One of the volunteers helping to marshal the crowds in the gardens estimated that 2,000 to 3,000 people attended the service throughout the afternoon.
Resting under the shade of a tree in the gardens as the service was relayed to those outside by loudspeaker, Constantinos Lordos, 74, a former Greek-Cypriot legislator, remembered coming to the church as a boy.
“This is a very touching ceremony for me. My mother used to bring me here for various ceremonies, especially for the Easter services,” he said.
Lordos too was forced to leave his hometown, but he said he bore no bitterness.
“I feel that the island belongs to all of us, it doesn’t belong to anyone in particular,” Lordos said.
The worshipers crowded onto pews in the dimly lit church were joined by a clutch of Turkish and Greek-Cypriot politicians, as well as several foreign dignitaries, including the US ambassador and a UN representative.

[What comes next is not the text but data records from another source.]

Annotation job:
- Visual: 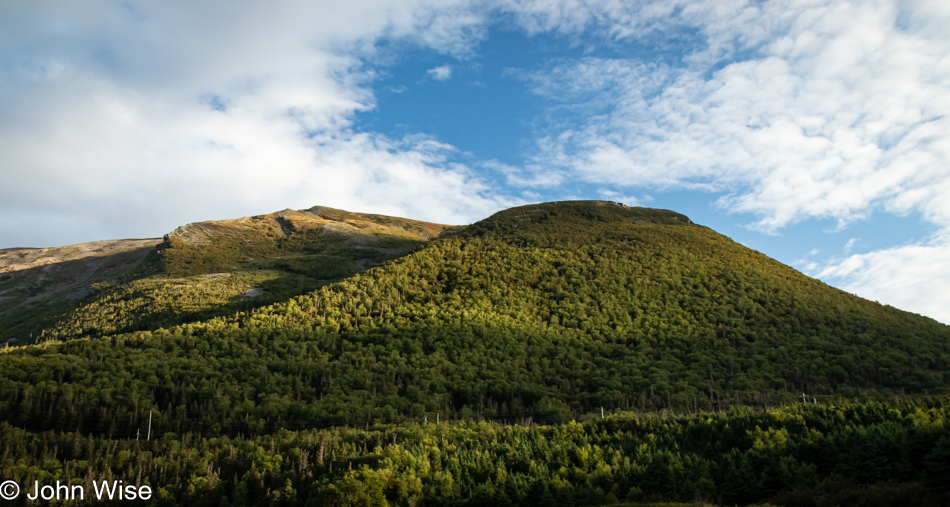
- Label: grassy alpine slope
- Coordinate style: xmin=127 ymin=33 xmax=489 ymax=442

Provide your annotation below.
xmin=0 ymin=202 xmax=950 ymax=505
xmin=0 ymin=206 xmax=447 ymax=344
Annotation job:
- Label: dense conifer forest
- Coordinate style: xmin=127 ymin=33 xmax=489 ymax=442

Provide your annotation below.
xmin=0 ymin=202 xmax=950 ymax=506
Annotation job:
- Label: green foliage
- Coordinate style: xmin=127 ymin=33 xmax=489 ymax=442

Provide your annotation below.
xmin=0 ymin=398 xmax=950 ymax=507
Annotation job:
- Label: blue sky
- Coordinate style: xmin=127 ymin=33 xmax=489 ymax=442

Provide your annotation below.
xmin=0 ymin=0 xmax=950 ymax=322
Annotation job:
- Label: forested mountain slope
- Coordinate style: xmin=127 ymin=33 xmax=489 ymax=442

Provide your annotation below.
xmin=0 ymin=202 xmax=950 ymax=434
xmin=0 ymin=206 xmax=448 ymax=344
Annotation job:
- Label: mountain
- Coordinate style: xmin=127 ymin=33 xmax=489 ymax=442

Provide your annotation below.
xmin=0 ymin=201 xmax=950 ymax=505
xmin=0 ymin=201 xmax=950 ymax=431
xmin=0 ymin=206 xmax=451 ymax=344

Among those inside the church were Famagusta mayor-in-exile of Alexis Galanos and his Turkish-Cypriot counterpart Mayor Oktay Kayalp, who worked together to set up the Mass.
“Without exaggerating the importance, I think this is one step ahead” toward a solution to the division of Cyprus, Gallanos said.
Events where Greek and Turkish Cypriots can meet peacefully are a message to negotiators in the island’s UN-brokered peace talks that were relaunched in February, Kayalp said.
For some marking Good Friday at St George’s, a solution cannot come quickly enough, as their desire to return to their hometown has not faded over the years.
Nicolas Nicolaou, a 50-year-old businessman, was 10 when he and his family escaped Famagusta, and attended the service to show his tow children the place to which he still feels deeply rooted.
“It is like a dream for us and we hope that one day we will be back here,” Nicolau said.